Doch als sie das erfährt, ist es schon zu spät... | Rezension

Buch: Maybe Someday
Autorin: Colleen Hoover
Verlag: dtv
Seitenanzahl: 423 Seiten
Form des Buches: Taschenbuch
Preis: 12,99 €

Klappentext
Sydney, 22, hat gerade ihren Freund verlassen, der sie mit ihrer besten Freundin und Mitbewohnerin betrogen hat - und das schon seit Jahren. Nun steht sie plötzlich und sprichwörtlich völlig im Regen mit ihren zwei Koffern und wird von Ridge, ihrem Gitarre spielenden Nachbarn, den sie seit einiger Zeit abends auf dem Balkon belauscht, übergangsweise aufgenommen. Das Letzte, was Sydney will, ist, sich in Ridge zu verlieben - denn Ridge hat eine Freundin. Doch als sie das erfährt, ist es schon zu spät... (Quelle: amazon.de)

Cover
Im ersten Moment habe ich das Cover für recht schlicht erachtet. Weißer Hintergrund, wo ein paar Punkte in in bunten Farben abgebildet sind. Der Titel des Buches in Großbuchstaben und in dunklen Farben gehalten.

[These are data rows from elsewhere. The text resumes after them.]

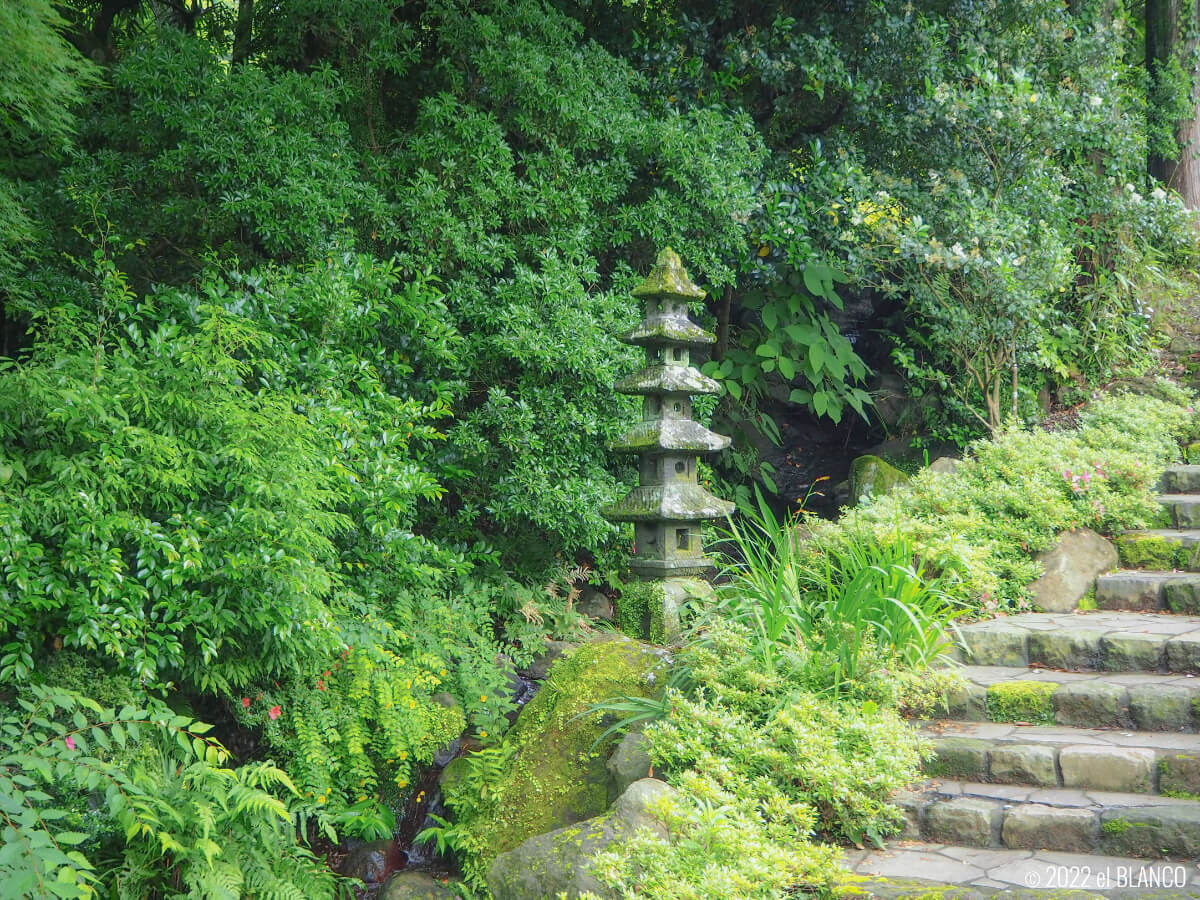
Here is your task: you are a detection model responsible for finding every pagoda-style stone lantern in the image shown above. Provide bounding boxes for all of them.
[604,247,733,634]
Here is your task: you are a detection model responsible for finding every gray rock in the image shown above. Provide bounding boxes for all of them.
[1129,684,1194,731]
[962,623,1030,666]
[487,779,674,900]
[1001,803,1099,853]
[1058,745,1154,793]
[575,584,613,622]
[1030,528,1117,612]
[608,731,652,798]
[946,683,988,722]
[1158,754,1200,799]
[988,744,1058,787]
[376,871,458,900]
[1030,629,1104,671]
[1166,634,1200,672]
[924,797,998,847]
[1096,572,1164,612]
[1100,632,1163,672]
[1163,578,1200,616]
[1050,682,1129,728]
[850,456,908,504]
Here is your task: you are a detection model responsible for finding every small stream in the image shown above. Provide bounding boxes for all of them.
[335,672,540,900]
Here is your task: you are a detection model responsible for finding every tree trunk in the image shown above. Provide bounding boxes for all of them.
[1146,0,1200,209]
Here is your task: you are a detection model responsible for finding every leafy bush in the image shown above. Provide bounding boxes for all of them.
[811,385,1195,610]
[0,686,336,898]
[580,618,922,898]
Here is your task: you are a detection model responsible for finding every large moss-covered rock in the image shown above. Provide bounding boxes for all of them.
[850,456,908,504]
[487,779,674,900]
[443,636,668,865]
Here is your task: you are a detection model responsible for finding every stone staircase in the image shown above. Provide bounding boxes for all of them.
[846,466,1200,900]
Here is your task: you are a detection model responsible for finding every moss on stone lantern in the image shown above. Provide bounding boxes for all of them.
[604,247,733,634]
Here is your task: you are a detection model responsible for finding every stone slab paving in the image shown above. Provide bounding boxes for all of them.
[920,721,1200,797]
[842,841,1200,900]
[938,666,1200,733]
[1158,493,1200,528]
[895,779,1200,860]
[1096,569,1200,614]
[959,611,1200,673]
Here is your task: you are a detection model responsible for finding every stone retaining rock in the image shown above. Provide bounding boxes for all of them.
[487,778,674,900]
[1030,528,1117,612]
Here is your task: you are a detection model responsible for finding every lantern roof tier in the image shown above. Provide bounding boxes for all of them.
[608,416,730,454]
[618,313,716,347]
[602,481,733,522]
[616,365,721,396]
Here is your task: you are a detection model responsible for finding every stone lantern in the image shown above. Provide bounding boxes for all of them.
[604,247,733,634]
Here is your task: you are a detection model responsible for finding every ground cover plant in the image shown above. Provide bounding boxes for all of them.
[814,384,1196,613]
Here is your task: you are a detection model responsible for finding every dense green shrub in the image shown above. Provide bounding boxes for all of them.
[0,686,336,898]
[576,619,922,898]
[810,385,1195,610]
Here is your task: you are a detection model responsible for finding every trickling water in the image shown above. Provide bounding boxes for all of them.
[343,672,540,900]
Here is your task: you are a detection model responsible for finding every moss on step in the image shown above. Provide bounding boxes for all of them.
[988,682,1058,725]
[1116,532,1192,570]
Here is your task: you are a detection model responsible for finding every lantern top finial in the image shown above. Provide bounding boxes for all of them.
[634,247,704,300]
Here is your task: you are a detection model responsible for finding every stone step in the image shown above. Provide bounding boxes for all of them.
[1115,528,1200,572]
[1096,569,1200,614]
[1158,493,1200,528]
[839,841,1200,900]
[920,722,1200,799]
[938,666,1200,733]
[1159,466,1200,493]
[894,779,1200,859]
[958,614,1200,672]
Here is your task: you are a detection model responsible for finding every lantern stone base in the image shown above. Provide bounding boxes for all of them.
[662,576,716,641]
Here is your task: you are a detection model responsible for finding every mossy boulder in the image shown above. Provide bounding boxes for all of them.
[443,636,670,866]
[487,779,674,900]
[850,456,908,504]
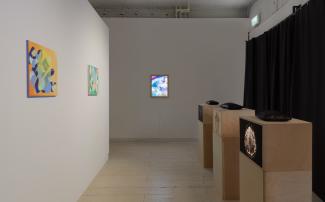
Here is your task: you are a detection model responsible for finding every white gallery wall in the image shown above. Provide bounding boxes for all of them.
[0,0,109,202]
[104,18,249,139]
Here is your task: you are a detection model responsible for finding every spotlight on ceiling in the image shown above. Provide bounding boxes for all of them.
[251,14,261,27]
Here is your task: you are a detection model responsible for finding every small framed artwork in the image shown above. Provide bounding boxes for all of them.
[88,65,99,96]
[150,74,169,98]
[26,41,58,98]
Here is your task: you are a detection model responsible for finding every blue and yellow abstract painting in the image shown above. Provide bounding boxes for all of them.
[151,75,169,97]
[27,41,58,97]
[88,65,99,96]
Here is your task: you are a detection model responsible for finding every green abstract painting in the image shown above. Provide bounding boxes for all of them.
[88,65,99,96]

Aber ab dem zweiten Moment, hat es etwas besonderes. Der Titel ist nicht in dunklen Farben gehalten, sondern man erkennt einen Charakter mit vielen Sommersprossen. Da nimmt der weiße Hintergrund - so wie man erst von ihm gedacht hat - eine ganz andere Bedeutung an. Es ist eher der Vordergrund, der so ausgeschnitten ist, dass einmal der Titel genannt wird und die Frau darunter erkennbar wird. Es ist faszinierend, wie die Frau einerseits unscheinbar erscheint, aber wenn man sie erst einmal erkennt hat, das ganze Cover für sich einnimmt. Für mich hat es jetzt eher weniger Bezug zum Inhalt des Buches, aber das ist regelrecht unbedeutend. Mir gefällt das Cover sehr gut.

Meine Meinung
Viele kennen die Bücher von Colleen Hoover und diejenigen wissen, dass sie nicht die „einfachen“ Themen nimmt und sie in ihre Geschichte packt, sondern das es viel komplizierter erscheint, als anfangs vielleicht angenommen. Man kann ihre Bücher nicht über einen Kamm scheren und nach dem Lesen einfach zur Seite legen. Sie öffnet einem die Augen vor Themen, die man eigentlich nicht auf den Schirm hat. Sie erzählt sensibel Geschichten, die nicht gerade leicht sind. Die Gefühle auslösen, sodass man auch mal betroffen ist. In Maybe Someday stellt sie uns nun das Leben von Ridge und Sydney vor. Ich möchte jetzt nicht zu viel verraten, was ich schon mache, wenn ich an dieser Stelle weiter zusammen fasse. Man muss dieses Buch einfach lesen, um zu verstehen, weswegen es einen berührt. Es gibt den Blick auf etwas frei, was viel mehr ist. Es erklärt subtil, dass man manchmal nicht weiß, wie man mit einer Person umgehen soll, weil sie nicht so ist, wie man selber. Aber eigentlich stimmt das gar nicht. Sie haben vielleicht den einen oder anderen Defizit, aber es sind trotzdem Menschen und man wird einmal mehr in diesem Buch darauf aufmerksam gemacht. Man sollte auf jeden Fall nicht an diesem Buch vorbei laufen. Es lohnt sich.

Fazit

Ich liebe es. Ich liebe es sehr. Ich muss diesem Buch einfach 5/5 Sternen geben, weil ich am liebsten so viel mehr vergeben würde. Die Liebesgeschichte 5/5 Sternen, Schreibstil 5/5 Sternen und die Geschichte selber natürlich 5/5 Sternen. Auch das Cover hat die 5/5 Sternen verdient. Ich kann es nur weiterempfehlen.